Are rockets contributing to climate change?
James Tytko enlisted the University of Cambridge's Xander Byrne to help with this question from Frank, who asks: "Have there been any studies on the effects of rocket launches on the greenhouse effect respiratory issues or general carcinogenic properties?"
In this episode
00:00 - Does space travel hurt the planet?
Does space travel hurt the planet?
It’s an interesting conundrum: how does funding for space exploration, which might well hold the solution to many of our problems, account for costs which may be inflicted on the environment? To help shed some light, I’ve enlisted Xander Byrne from the University of Cambridge’s Institute of Astronomy…
Xander - Thanks James. Frank’s question raises a few interesting points. Rocket launches do have an impact on the greenhouse effect - but it's actually not because of the greenhouse gases they emit.
A lot of rockets use kerosene as their fuel which releases CO2 when it's burned. But kerosene is also used to power jet engines. Whereas in a given week there might be 3 or 4 rocket launches, there will also be about 800,000 flights, so compared to that, rocket launches aren't a huge problem.
The difference is that in a rocket launch, the fuel has to be burned so quickly that we have what's called incomplete combustion. The fuel doesn't burn all the way, and you end up with a load of soot being released into the upper atmosphere.
James - You might not know that soot is actually the second-biggest contributor to global warming after greenhouse gases.
So although some rocket companies will say that the emissions of their rocket launches are much lower than from commercial flights, the amount of soot that they produce is really starting to have an effect, especially since it's partly being released way up in the stratosphere where it tends to stick around for a long time, interfering with the ozone layer and so on.
And the problems don’t stop there…
Xander - There's another fuel which is often used in rocket launches called UDMH (unsymmetrical dimethylhydrazine).
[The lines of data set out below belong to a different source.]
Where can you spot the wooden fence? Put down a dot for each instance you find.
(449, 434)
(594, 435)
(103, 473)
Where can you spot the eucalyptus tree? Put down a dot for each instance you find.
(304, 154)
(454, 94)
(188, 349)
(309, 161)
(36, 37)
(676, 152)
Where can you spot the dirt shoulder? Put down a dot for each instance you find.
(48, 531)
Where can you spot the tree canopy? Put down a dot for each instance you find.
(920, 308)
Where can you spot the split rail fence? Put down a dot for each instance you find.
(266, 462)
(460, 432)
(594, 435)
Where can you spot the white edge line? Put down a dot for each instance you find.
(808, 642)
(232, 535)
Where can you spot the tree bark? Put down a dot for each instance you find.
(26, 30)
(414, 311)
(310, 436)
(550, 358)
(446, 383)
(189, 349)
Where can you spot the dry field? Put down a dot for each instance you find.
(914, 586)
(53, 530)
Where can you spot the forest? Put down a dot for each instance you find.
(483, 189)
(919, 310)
Now this is absolutely horrible stuff - it's very carcinogenic, but it doesn't actually need an ignition system, so it's very easy to power a rocket with it.
But just like kerosene, UDMH also doesn't usually burn completely.
So when the early stages of the rocket fall back to Earth, they often contain a lot of unburned UDMH which just gets spilled out into soil and rivers and so on.
James - In Kazakhstan - where a lot of Russian rockets launch from - they've found very high rates of cancer in towns hundreds of miles away from the launch sites.
So rockets which use this fuel are really bad for people living even remotely nearby.
But space exploration continues nevertheless: the potential upside is huge. After all, humanity’s innate urge to push the boundaries, to go where we haven’t before, has served us fairly well to this point.
Thanks for sending that one in, Frank.